Homelessness is a not a crisis unique to Alberta. Cities around the world are grappling with how to help the most vulnerable in their communities.
Any of us can become homeless due to illness, job loss, abuse, or some other unforeseen circumstance. In fact, nearly 1.6 million Canadians have had to spend time in a shelter or on the streets at some point in their life. Therefore, we must come together to support those in need of help.
That’s why Alberta’s government recently announced an additional $21.5 million for Albertans experiencing homelessness and family violence. This funding will ensure access to services like 24-7 emergency shelter and support for victims of domestic violence while keeping clients safe.
Alberta’s government is also providing an additional $1.5 million to activate up to 200 additional shelter beds at Commonwealth Stadium and will support on-site overdose prevention and treatment services.
As we continue to navigate through COVID, one of our top priorities is to make sure all Albertans have a safe place to stay and access to the support they need. Together with the $78 million previously announced, this additional funding will help organizations on the front lines deliver the services vulnerable Albertans need.

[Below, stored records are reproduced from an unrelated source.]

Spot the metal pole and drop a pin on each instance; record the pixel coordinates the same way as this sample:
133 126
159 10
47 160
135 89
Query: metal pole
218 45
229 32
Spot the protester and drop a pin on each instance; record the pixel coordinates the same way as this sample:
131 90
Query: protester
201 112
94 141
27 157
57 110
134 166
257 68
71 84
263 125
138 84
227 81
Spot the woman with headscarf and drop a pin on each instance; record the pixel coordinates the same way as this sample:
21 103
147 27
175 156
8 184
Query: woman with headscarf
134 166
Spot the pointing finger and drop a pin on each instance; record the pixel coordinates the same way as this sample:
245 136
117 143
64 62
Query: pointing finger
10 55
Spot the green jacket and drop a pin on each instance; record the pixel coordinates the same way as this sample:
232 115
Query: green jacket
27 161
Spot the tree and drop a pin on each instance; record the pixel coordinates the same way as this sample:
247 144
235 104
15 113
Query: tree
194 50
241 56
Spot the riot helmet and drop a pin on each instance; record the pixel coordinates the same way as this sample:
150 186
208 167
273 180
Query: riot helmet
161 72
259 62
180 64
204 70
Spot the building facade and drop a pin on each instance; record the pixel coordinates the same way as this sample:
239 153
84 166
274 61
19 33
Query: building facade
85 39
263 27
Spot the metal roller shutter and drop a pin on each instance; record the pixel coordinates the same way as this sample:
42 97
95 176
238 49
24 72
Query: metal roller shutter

However we also know supportive housing is part of the overall response to homelessness. It is also a priority for Alberta’s government.
That’s why Community and Social Services has allocated more than $90 million to community-based organizations who provide a variety of supports, including permanent supportive housing.
I’m happy to report that our community partners have helped move more than 3,400 people into housing since the start of the pandemic.
I’m also proud of my colleague, Josephine Pon Minister of Seniors and Housing, who introduced Bill 78 this session. We are laying the groundwork to improve and expand Alberta’s affordable housing system to address growing demand and improve access for those most in need.
Alberta’s government must partner with more types of housing providers, attract outside investment, encourage innovation, and deliver more value for government spending.
These changes will increase opportunities for partnerships, ensure appropriate oversight for new ventures, and improve governance and capacity in the affordable housing sector.
While we provide shelters and housing to support those vulnerable Albertans living on the streets, we must also invest in long-term solutions that support the recovery and growth of the civil society sector to protect vulnerable Albertans.
That’s why we just opened the second round of applications for our $21 million Civil Society Fund to support the civil society sector. The intent of the CSF is to support change and improve how civil society organizations work together to address pressing social issues.
We need individuals and organizations to work together to help get people off the streets and into a better life. We need compassion, creativity and collaboration to expand civil societies and to create a place where the vulnerable population feel safe and comfortable seeking the help they need.
Jason Luan is the Minister of Community and Social Services.